The catalyst behind the project is Dr. Helen Feltovich, an obstetrician at Intermountain Healthcare in Utah who specializes in high-risk pregnancies and works with hundreds of patients annually. She says her frustration over the problem led her to become an “accidental researcher” and team up a decade ago with UW–Madison medical physics professor Tim Hall.
“The issue for me was going to work every single day to face this problem that no one has solutions for, and no one is getting anywhere with,” Dr. Feltovich says. “It was just starting to grate and grate and grate on me. The point is we flat-out do not understand how spontaneous pre-term births happen.”
Dr. Feltovich, also on the UW–Madison medical physics faculty, and Hall have partnered on some promising work that focuses on another tell-tale sign of preterm risk, which are changes in the stiffness of the cervix. They are working with ultrasound to identify better objective measures of a level of softness in the cervix that can be a precursor to the problem. The cervix naturally softens before full-term birth to ease passage through the birth canal, but it happens quickly and unexpectedly in preterm cases.
Today, Hall says, doctors determine cervical stiffness with a touch test by comparing it to touching one’s forehead (firm), nose (medium) or cheek (soft).
It’s not the only low-tech approach. Dr. Feltovich notes that there are only three available interventions today for preterm risk. The first is a pessary, or a small device inserted to provide support for the cervix, which isn’t approved by the Food and Drug Administration. The second is cerclage, a stitch around the cervix that was first adopted in 1902 and is essentially unimproved today. The third is a progesterone hormone therapy that is intended to stabilize the pregnancy.
“These treatments have been recycled over and over … and there probably is a very small number of people for whom they actually work,” she says.
The relative absence of rigorous science is contrasted by the problem itself. Feltovich says doctors were astonished to see preterm birth numbers climb in the United States in 2015 and 2016 up to 9.8 percent after a period of modest decline. It turns out they only declined, she says, in large part because of more accurate gestational dating and fewer elected inductions by caregivers.
Preterm births — which occur between 20 and 36 weeks of pregnancy — result in babies not fully developed and can lead to health problems including cerebral palsy and learning disabilities. The Institute of Medicine estimates that preterm birth costs an estimated $26.2 billion annually in increased health and social services.

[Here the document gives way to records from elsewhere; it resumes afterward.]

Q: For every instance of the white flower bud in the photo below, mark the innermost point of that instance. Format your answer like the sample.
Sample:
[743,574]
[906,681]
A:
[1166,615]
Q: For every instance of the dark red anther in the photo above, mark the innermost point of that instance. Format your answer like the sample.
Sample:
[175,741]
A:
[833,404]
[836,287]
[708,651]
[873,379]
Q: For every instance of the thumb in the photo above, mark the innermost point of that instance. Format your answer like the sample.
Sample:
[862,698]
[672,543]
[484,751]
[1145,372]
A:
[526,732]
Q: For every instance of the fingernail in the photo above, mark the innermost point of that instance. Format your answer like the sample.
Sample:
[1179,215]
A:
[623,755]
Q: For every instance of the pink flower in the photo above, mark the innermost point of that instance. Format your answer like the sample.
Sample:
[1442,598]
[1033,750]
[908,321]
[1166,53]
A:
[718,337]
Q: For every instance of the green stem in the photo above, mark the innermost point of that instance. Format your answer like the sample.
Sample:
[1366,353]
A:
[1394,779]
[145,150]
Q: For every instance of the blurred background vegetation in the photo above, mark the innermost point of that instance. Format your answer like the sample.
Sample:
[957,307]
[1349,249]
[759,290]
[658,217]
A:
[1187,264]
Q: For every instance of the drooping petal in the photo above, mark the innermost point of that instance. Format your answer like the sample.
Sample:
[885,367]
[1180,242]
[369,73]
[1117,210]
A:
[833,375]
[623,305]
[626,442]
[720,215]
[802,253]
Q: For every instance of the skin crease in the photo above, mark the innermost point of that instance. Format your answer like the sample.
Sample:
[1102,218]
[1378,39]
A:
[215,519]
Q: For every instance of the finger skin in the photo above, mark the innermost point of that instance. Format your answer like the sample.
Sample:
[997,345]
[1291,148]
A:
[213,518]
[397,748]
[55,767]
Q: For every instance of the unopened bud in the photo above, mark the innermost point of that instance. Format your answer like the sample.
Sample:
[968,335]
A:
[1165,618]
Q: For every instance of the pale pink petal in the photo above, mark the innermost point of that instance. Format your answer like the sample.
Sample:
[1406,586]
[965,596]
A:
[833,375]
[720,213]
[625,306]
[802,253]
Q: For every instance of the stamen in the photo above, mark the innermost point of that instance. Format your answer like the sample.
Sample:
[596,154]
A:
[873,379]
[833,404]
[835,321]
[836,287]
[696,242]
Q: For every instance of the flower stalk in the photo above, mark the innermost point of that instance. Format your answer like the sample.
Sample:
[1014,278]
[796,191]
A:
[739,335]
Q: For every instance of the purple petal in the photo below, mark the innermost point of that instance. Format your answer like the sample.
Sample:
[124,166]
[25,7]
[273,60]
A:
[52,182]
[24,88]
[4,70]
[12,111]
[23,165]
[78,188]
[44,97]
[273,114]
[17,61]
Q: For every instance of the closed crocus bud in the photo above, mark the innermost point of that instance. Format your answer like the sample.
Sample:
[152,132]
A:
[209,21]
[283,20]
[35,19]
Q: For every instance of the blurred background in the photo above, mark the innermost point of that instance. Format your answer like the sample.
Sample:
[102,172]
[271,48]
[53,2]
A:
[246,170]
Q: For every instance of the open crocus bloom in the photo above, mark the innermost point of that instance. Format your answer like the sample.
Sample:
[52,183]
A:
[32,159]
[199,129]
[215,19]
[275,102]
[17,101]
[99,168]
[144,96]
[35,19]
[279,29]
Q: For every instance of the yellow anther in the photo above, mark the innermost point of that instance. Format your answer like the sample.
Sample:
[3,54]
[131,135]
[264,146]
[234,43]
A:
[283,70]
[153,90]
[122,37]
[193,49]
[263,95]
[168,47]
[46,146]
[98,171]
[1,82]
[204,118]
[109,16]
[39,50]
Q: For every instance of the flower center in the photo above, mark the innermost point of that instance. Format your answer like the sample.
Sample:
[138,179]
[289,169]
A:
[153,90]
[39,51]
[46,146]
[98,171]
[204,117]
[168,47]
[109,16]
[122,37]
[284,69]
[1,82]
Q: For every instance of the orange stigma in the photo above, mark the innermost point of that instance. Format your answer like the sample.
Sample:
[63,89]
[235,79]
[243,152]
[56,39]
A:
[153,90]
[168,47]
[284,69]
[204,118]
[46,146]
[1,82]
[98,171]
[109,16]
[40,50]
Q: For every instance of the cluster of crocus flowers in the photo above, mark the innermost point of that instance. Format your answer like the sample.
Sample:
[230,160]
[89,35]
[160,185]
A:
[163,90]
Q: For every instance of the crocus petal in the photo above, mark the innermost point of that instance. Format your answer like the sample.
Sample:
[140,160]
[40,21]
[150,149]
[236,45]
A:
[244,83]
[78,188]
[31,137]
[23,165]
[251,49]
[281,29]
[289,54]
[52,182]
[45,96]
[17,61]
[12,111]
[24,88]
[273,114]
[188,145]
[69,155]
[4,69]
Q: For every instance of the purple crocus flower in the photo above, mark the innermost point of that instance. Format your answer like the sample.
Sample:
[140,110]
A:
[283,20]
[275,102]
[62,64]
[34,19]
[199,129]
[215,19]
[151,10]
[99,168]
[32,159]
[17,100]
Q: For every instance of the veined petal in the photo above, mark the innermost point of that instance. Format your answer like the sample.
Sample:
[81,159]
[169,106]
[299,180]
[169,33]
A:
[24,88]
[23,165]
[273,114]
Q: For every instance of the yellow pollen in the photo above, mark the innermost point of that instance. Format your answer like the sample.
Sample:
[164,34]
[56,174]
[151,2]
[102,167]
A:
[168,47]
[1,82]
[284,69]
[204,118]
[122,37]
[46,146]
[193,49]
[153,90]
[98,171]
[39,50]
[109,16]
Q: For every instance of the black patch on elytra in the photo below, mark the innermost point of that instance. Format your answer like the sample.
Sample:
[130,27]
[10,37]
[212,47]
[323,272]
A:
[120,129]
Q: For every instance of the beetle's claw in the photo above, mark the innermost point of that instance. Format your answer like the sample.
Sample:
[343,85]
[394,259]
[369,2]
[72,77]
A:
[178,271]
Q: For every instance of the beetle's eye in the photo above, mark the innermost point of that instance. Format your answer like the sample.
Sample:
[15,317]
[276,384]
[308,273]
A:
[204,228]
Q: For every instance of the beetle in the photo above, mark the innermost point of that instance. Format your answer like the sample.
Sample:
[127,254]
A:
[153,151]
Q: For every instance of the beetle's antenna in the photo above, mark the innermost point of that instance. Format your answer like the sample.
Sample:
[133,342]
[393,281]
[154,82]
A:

The Morgridge project is also unique in that it’s cutting across silos in current research. In addition to Samimi’s project on membranes and the Hall/Feltovich work on the cervix, the team is joining forces with a Columbia University project that will use all of the information to model the biomechanics of high-risk pregnancy.
The Meriter Birth Center staff response to the project has been very enthusiastic, says Melissa Skala, a Morgridge medical engineering investigator who is overseeing the project. “They’re really excited to learn about what’s happening with their patients, because they’re frustrated,” she says.
“I think it’s a community that’s desperate for anything that will work,” adds Hall. “Because this is a world of early adopters, we have to be really careful about what we claim.”
Skala says the project is a prime example of how the Morgridge Institute can help seed risk-reward research that may be too early-stage to get funding from the National Institutes of Health. Samimi was hired under an interdisciplinary postdoc program created by Morgridge to delve into this kind of uncharted territory with UW–Madison partners.
“You need the data before you can get the NIH funding, and you can’t get the data without the person,” she says. “We wouldn’t be doing the study without Kayvan.”